Нет. Этому не бывать.

– Пригурд Нельт, – вновь обретя хладнокровие, заговорила она, – согласен ли ты отречься от Ифаррена Видара, Никневен Файфской, Конхобара и всех их союзников?

Великан поднял взгляд на высоту подола ее юбок и прижал к сердцу огромный кулак.

– Ваше величество… никогда больше против вас, против Принца и Халцедонового Двора не обернусь! Ни делом вам не наврежу, ни угроз для вас в тайне держать не стану. Руки на вас и подданных ваших не подниму. И в том клянусь именем древней Маб.

Сердце болезненно сжалось в груди. Брать с него клятвы – после Керенеля-то – Луна вовсе не собиралась. Во-первых, у нее имелись кое-какие мысли, чем напугать Пригурда так, чтобы держался от врагов подальше. Во-вторых, столь опрометчивая клятва… осел, ну кто же так подбирает слова? Теперь он столь же бесполезен, как если бы был ей врагом.

Однако, связанного подобными узами, его можно было отпустить без боязни.

«Луна и Солнце! Будь все мои подданные связаны клятвой хоть вполовину от этой, и внутренних мятежей можно больше не опасаться…»

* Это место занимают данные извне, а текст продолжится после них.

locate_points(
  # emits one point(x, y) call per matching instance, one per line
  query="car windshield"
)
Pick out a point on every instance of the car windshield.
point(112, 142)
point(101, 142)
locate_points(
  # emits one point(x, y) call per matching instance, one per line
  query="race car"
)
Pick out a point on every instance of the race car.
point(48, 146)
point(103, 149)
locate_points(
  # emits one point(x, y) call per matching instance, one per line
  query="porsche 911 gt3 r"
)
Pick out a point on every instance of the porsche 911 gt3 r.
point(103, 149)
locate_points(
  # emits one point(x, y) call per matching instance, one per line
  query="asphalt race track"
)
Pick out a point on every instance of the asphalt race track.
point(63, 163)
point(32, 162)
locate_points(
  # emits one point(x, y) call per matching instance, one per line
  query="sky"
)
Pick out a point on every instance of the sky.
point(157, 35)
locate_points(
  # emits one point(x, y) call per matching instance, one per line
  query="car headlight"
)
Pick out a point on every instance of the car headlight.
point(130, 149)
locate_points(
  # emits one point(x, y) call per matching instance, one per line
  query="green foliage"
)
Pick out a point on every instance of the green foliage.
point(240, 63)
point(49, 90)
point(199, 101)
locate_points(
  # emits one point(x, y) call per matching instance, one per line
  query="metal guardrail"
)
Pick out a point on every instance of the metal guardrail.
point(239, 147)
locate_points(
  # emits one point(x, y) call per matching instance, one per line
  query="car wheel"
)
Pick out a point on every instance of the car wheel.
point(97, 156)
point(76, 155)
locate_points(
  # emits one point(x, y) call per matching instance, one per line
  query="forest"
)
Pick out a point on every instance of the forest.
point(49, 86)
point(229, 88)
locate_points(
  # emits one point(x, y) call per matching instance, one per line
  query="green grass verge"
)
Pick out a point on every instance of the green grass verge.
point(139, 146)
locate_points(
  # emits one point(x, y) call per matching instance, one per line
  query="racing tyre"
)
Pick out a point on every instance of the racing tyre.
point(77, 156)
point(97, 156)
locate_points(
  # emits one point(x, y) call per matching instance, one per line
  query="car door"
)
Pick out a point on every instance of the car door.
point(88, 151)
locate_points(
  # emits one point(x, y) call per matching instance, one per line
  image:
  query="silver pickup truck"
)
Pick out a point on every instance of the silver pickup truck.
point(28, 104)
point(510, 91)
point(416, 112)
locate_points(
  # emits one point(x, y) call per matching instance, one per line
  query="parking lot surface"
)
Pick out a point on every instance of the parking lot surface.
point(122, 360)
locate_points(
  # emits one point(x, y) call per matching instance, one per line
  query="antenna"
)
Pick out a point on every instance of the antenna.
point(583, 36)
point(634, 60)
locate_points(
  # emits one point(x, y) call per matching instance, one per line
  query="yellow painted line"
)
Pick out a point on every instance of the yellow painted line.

Еще одна мерзкая мысль! Парламент и Армия уже пробовали пойти сим путем, требуя самых разных, а порой и повторных клятв от членов марионеточной Палаты общин и прочих чиновников. И что же? Клятвы упали в цене, превратились в пустые слова. Ну уж нет, на такой риск она не пойдет.

Между тем, Пригурду следовало что-то ответить.

– Клятву твою, – собравшись с мыслями, заговорила Луна, – мы принимаем и признаем. Но, несмотря на это, твое лицо послужит нам неприятным напоминанием об измене и о том, чем заплатил за нее наш двор. Посему повелеваем тебе оставить Лондон и его окрестности и держаться от оных не ближе, чем в одном дне пути под страхом заточения и новой кары. Ступай и на глаза нам более не показывайся.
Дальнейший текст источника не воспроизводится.